There is general agreement that there is a standard, or absolute, outside of ourselves which declares that some things are good, and to be pursued, and other things are bad or off limits. Some care enough about eternal bliss to try to behave themselves; others find the effort too great and decide early on the whole thing is a farce, or that they are doomed anyway, so let’s eat, drink and be merry. Devil take the hindmost. Regardless of their response to life, most in this group truly know there is a standard which they fail to meet on a regular basis. There is often much striving to appease the somewhere God to earn points which will admit them to the eternal beyond. Their prayers are directed to the God Out There, hoping that somehow they will be heard and helped.
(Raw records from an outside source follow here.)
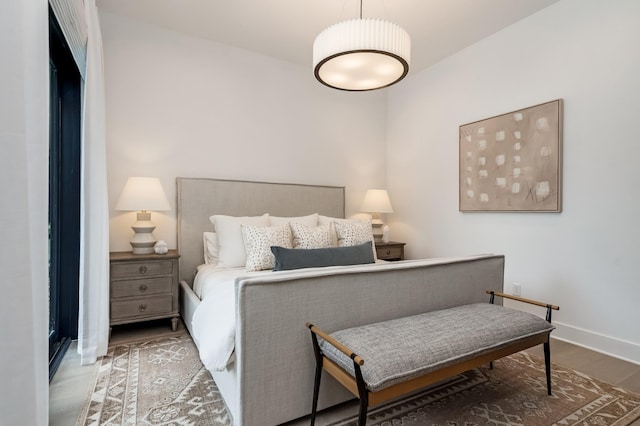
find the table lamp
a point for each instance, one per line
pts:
(377, 201)
(143, 194)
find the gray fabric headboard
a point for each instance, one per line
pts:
(199, 198)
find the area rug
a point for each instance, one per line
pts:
(163, 382)
(156, 382)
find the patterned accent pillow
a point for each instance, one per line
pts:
(210, 240)
(305, 237)
(353, 233)
(258, 241)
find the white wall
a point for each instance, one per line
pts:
(182, 106)
(584, 259)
A third group is of people who have seen and believed the words of the Bible in 1 Thessalonians “May your whole spirit, soul and body be kept blameless at the coming of our Lord Jesus Christ.” What? There’s a difference between the spirit and the soul? The 
Bible declares it to be so, in fact using different words in the Greek and Hebrew for each. They are not interchangeable words for the same reality, but describe distinctly different parts of our being.

On the basis of Biblical truth I understand that in each of our packaging there is a spirit and a soul as well as our body. Each has an important part to play in developing who we are and who we are destined to become. Someone has well said: “We are a spirit, we have a soul and we live in a body.” Since each is important, it behooves us to unpack the topic more fully. Our (successful) lives depend on it.

We’re In!

Many people with whom I engage do not have a grasp on their identity, although they have been self-identified as Christians for years. This failure of knowing is revealed by insecurity of being, search for significance, hair-trigger defensiveness and the like.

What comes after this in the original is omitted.